The smoothie, in their minds, is just a drink—an accompaniment to their meal, and not a meal on its own. So, each morning, I make smoothies along with scrambled eggs or pancakes or something else that they consider to be a real meal.
BUT, if I placed all of the smoothie ingredients onto the table and announced that breakfast was served, I bet that my kids would laugh in disbelief at the quantity of food before them. Look at the ingredients in this morning’s smoothie: nut milk, blueberries, a whole banana, a whole peach, and a quarter cup of strawberry yogurt. They would say that they couldn’t eat all of that food in one sitting. It doesn’t cross their minds that they DO eat all of that food in one sitting (in addition to the “real” meal that I’ve prepared).
This got me thinking…
How many adults go through the motions of either buying a smoothie or blending one at home each day without any appreciation for the significant quantity of food that they are consuming? Perhaps some adults realize it.
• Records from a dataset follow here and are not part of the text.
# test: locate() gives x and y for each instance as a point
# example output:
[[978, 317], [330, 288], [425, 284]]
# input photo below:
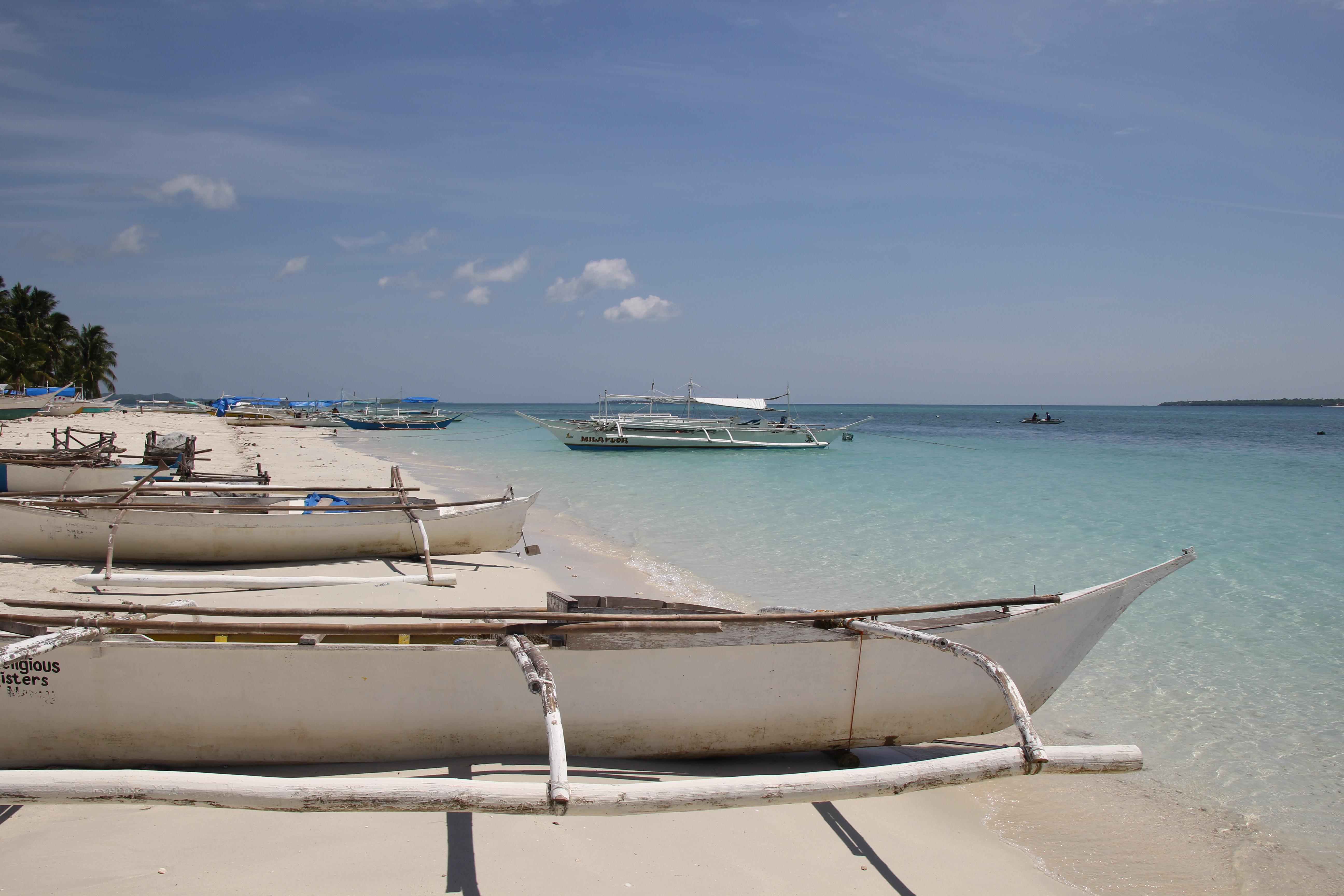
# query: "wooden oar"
[[216, 487], [56, 504], [367, 629], [525, 613]]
My husband happens to be one of those people, which is why you’ll never see him eating plates of fruit and yogurt and milk. He’s not a big breakfast eater, and the thought of eating plates of food first thing in the morning is just too much for him. A smoothie, which hides all of the bulky volume of fruit, is a perfect solution for someone like him, who would otherwise not eat breakfast at all. He knows he’s getting all of the benefits of fruits, vegetables, nut butters, etc., without actually having to sit down and eat all of that food with utensils.
I happen to be on the other end of the spectrum. If I choose to drink a smoothie for breakfast, I am looking for snacks within an hour, even if I’m not actually hungry. I am like my children, and my brain interprets the smoothie as a drink, not a meal. I would much rather see an abundant breakfast in front of me—a breakfast that I can chew and savor, rather than gulp down. I don’t care about the convenience of having a smoothie in a cup that can travel from the home to the car. I’d much rather sit down with multiple plates and bowls of food to taste. Eating the individual ingredients of the smoothie would be a much more satisfying experience than drinking the blended version of those same ingredients.
If you are working towards healthier eating habits, it’s SO important to understand your thought processes surrounding food so that you can tailor your meals and snacks to complement your tendencies.
Eating mindfully is key.
If you are wondering whether smoothies are a good breakfast option, ask yourself these questions:
-Am I a volume eater? Do I like having lots of food in front of me?
-Do I need various textures of food to feel satisfied?
-Can I be satisfied with a liquid meal?
-Am I better off eating the unblended ingredients of a smoothie in whole form? Do I prefer liquid meals? If so, why? Does convenience and portability have anything to do with my preference for smoothies?
If you answer each of these questions and really consider how and why you think the way you do, you can begin to understand why you eat the way you do. Once you get a handle on why you eat the way you do, you will become more mindful of your food choices and begin to develop healthier eating habits.
In the past, I’ve touched upon the subject of different eating habits. Not everyone has the same approach to eating, and that’s okay. Just becoming more mindful of your own approach and your own inclinations can help you figure out how to create healthy habits that will work for you.